Voting Records Bill

Sponsored by LHS Student-Faculty Senate, passed on in 2005

Recently by the same author:


Revised Senate Attendance Bill

Voting records of senators on bills and resolutions are to be placed in the official minutes of the senate, as well as made available from all years of the senators’ tenure at election time each year.

The secretary will be responsible for keeping voting records while in this role, as well as passing on all voting records in his or her possession to the next year’s elected secretary so that the voting records (over the entire tenure) of a senator can be made available at election time.

Records of votes to call the question, approve the agenda/minutes, and other such matters are not required to be kept.

Rationale:

  1. This bill seeks to focus the attention of voters on the issues at hand, and give voters an idea of the views of senators elected in previous years. As very few non-senators attend senate meetings, it provides students information they otherwise would not have known, and helps ensure that the senators elected each year are representative of students’ views, and not elected solely based on popularity.
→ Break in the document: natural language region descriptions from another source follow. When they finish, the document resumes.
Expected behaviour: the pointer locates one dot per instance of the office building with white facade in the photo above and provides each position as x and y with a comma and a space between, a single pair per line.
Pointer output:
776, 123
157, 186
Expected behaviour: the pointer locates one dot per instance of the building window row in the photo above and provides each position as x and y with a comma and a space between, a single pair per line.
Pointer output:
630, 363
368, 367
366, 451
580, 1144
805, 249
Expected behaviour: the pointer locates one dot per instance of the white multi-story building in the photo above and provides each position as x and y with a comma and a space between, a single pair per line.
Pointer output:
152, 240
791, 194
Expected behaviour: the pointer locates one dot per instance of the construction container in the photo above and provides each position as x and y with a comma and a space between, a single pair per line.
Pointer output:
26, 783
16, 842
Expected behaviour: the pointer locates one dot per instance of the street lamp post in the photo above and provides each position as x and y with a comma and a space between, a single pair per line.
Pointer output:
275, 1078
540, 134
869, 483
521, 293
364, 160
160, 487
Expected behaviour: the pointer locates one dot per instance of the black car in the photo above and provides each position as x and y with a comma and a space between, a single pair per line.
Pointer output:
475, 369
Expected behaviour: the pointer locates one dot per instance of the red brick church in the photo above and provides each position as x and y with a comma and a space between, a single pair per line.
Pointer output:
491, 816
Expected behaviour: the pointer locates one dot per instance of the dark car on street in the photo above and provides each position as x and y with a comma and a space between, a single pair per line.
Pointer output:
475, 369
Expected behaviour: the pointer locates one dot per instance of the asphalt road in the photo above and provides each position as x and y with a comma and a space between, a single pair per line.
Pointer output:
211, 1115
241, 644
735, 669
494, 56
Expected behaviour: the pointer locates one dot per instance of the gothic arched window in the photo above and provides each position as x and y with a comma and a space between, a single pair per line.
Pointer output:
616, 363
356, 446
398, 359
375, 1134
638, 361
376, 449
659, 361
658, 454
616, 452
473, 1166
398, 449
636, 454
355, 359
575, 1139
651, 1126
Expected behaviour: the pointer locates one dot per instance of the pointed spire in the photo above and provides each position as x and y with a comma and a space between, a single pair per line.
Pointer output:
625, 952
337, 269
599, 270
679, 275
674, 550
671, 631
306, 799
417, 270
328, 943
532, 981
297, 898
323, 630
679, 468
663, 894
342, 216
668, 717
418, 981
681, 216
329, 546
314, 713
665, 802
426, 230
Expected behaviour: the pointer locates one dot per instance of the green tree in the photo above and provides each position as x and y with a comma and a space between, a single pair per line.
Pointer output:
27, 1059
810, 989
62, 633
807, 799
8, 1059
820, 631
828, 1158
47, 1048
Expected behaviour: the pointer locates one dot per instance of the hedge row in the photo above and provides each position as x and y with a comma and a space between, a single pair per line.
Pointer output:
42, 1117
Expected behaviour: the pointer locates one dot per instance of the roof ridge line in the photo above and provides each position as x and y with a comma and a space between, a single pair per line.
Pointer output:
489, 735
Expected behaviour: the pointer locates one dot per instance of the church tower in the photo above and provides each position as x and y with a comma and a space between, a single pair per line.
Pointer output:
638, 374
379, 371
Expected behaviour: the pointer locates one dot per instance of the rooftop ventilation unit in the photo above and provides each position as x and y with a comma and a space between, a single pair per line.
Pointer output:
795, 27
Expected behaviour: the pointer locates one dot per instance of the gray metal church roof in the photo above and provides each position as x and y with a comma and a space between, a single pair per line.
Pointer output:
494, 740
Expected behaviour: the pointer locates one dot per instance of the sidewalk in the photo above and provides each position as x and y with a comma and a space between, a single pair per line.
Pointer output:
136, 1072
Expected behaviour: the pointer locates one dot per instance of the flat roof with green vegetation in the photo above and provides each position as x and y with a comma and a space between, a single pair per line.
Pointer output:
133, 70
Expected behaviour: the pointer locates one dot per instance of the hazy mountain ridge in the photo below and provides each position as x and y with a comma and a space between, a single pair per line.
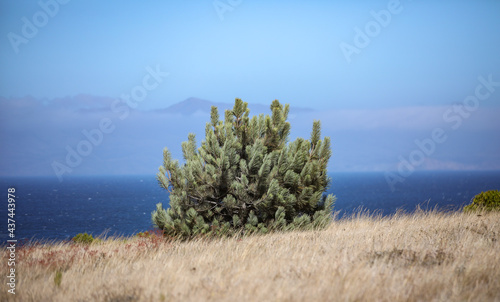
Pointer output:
35, 133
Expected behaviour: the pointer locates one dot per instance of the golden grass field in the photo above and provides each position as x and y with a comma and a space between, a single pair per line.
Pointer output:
427, 256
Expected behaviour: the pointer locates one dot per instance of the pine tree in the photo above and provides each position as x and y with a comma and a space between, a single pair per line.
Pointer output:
246, 177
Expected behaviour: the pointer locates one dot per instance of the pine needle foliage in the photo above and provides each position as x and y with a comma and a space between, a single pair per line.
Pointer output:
246, 177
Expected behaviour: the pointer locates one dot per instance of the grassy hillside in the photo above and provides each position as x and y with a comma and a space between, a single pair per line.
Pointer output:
421, 257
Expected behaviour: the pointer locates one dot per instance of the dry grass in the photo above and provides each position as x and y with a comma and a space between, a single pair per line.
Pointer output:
422, 257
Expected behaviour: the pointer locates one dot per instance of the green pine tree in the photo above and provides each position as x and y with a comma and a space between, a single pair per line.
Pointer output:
246, 177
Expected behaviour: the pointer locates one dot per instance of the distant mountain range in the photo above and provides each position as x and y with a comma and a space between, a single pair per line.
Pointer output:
84, 103
193, 105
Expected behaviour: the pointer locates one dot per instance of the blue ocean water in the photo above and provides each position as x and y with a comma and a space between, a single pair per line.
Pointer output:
122, 205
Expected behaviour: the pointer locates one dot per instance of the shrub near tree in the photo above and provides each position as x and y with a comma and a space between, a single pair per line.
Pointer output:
246, 177
485, 201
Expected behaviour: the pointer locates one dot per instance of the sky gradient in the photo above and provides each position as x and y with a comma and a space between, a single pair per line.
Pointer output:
409, 69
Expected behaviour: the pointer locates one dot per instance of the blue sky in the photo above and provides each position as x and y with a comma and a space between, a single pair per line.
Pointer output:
409, 72
428, 54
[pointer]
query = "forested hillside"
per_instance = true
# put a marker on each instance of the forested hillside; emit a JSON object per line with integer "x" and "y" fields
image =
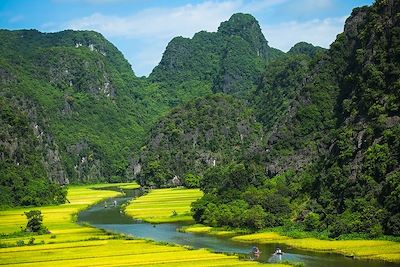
{"x": 332, "y": 161}
{"x": 203, "y": 133}
{"x": 229, "y": 60}
{"x": 70, "y": 91}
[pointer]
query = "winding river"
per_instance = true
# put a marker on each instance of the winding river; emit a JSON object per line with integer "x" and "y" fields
{"x": 113, "y": 219}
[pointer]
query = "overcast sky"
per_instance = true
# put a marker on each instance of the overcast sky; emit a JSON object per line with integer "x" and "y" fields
{"x": 141, "y": 29}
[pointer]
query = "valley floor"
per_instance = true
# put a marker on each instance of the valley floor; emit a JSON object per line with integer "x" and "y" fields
{"x": 70, "y": 244}
{"x": 164, "y": 201}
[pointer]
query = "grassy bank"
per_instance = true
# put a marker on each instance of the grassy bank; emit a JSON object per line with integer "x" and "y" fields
{"x": 164, "y": 205}
{"x": 70, "y": 244}
{"x": 363, "y": 249}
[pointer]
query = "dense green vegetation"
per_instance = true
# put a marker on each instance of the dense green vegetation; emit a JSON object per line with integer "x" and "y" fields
{"x": 332, "y": 161}
{"x": 305, "y": 140}
{"x": 209, "y": 131}
{"x": 229, "y": 60}
{"x": 75, "y": 89}
{"x": 23, "y": 178}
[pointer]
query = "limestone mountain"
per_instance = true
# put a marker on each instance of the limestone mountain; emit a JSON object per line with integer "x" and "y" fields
{"x": 70, "y": 91}
{"x": 230, "y": 60}
{"x": 332, "y": 153}
{"x": 203, "y": 133}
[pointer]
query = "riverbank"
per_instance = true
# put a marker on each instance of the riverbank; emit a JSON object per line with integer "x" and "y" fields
{"x": 70, "y": 244}
{"x": 158, "y": 205}
{"x": 388, "y": 251}
{"x": 164, "y": 205}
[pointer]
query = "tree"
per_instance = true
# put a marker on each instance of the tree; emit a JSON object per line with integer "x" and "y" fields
{"x": 35, "y": 222}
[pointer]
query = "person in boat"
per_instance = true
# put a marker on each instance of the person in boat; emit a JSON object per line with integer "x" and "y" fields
{"x": 255, "y": 251}
{"x": 278, "y": 251}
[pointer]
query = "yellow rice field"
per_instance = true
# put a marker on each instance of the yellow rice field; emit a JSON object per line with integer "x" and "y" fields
{"x": 365, "y": 249}
{"x": 74, "y": 245}
{"x": 159, "y": 205}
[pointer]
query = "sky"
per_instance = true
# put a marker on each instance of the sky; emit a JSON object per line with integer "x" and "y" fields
{"x": 141, "y": 29}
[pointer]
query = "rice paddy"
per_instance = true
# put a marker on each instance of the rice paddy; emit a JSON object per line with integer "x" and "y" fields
{"x": 363, "y": 249}
{"x": 70, "y": 244}
{"x": 164, "y": 205}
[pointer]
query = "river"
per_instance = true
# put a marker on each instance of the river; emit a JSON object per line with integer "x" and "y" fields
{"x": 113, "y": 219}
  2. Providing the text of senate bills, as well as records of how each senator voted on all bills during his or her tenure, may lead to increased non-senator participation in the senate, increased dialogue between the student body at large and the senators elected from each class, and heightened awareness of the existence and purpose of the senate.
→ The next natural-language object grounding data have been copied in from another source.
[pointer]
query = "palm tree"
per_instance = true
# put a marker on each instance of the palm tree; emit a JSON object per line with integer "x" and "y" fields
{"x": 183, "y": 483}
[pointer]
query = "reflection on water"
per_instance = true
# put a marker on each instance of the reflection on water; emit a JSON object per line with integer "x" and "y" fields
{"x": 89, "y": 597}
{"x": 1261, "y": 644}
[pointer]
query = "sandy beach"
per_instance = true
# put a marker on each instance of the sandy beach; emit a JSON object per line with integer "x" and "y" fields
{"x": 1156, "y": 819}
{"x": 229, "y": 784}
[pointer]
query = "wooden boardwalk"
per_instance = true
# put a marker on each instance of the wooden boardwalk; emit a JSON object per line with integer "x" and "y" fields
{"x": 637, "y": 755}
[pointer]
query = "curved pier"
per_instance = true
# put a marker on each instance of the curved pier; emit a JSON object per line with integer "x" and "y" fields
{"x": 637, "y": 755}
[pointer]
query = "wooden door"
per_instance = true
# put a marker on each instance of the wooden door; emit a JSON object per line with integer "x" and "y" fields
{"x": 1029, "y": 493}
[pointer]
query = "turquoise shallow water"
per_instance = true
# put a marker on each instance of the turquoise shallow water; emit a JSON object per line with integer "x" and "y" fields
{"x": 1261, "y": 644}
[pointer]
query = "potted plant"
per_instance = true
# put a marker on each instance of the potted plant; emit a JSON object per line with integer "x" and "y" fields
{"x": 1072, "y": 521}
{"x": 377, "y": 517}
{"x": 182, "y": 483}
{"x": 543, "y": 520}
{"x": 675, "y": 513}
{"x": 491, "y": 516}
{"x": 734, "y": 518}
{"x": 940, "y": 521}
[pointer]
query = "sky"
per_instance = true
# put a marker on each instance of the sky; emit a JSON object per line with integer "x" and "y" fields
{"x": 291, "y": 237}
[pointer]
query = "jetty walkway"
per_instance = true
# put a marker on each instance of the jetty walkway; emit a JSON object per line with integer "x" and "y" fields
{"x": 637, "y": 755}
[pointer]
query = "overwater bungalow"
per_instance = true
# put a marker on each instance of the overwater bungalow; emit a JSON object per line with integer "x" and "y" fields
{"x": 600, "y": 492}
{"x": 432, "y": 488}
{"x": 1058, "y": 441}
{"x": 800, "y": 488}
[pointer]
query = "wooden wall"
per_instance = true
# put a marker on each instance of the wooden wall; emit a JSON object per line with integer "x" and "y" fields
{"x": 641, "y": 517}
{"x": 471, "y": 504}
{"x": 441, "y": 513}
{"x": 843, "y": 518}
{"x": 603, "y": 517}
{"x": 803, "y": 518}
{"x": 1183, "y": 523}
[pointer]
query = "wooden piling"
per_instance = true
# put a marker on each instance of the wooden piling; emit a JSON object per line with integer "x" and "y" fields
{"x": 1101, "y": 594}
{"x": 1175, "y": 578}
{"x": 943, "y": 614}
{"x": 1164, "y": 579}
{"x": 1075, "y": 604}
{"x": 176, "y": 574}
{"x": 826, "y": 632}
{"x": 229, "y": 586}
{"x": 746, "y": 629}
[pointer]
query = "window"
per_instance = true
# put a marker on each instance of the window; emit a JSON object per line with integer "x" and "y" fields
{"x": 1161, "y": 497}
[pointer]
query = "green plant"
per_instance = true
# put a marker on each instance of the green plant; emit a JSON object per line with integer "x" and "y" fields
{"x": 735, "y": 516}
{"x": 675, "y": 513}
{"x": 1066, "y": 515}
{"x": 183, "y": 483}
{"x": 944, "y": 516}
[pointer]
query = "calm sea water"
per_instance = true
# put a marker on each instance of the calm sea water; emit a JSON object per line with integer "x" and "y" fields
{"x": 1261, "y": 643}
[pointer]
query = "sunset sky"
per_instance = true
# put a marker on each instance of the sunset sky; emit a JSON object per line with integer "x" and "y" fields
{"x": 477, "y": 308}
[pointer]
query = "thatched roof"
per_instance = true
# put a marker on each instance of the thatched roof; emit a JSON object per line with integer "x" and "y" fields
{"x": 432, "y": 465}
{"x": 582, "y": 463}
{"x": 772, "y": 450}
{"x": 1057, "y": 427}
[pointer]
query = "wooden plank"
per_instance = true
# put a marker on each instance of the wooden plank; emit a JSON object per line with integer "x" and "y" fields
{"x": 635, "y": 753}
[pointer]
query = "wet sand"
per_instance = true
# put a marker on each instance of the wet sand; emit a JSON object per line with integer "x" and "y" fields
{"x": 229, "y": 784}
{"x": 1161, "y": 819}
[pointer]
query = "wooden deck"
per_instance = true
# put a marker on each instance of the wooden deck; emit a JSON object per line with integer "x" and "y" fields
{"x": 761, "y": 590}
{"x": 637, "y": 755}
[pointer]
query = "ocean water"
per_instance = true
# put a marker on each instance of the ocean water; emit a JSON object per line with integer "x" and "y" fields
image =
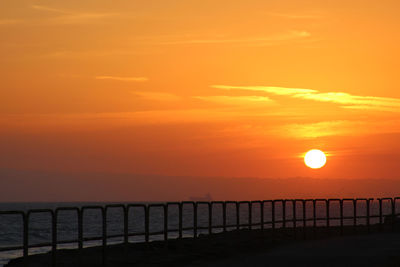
{"x": 11, "y": 226}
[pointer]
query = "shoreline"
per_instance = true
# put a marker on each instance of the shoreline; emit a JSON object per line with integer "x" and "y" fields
{"x": 204, "y": 250}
  3. Records are only required to be kept of votes on resolutions and bills as these are the most important actions the senate takes, and are typically more controversial and have a greater affect on LHS than do the more minor votes mentioned in paragraph three of the bill.

  4. While this method of recording who votes for and against which bills and resolutions may increase slightly the time it takes to count the votes, it is worth doing in order to have a more informed student and faculty body and elections that are more issue-based.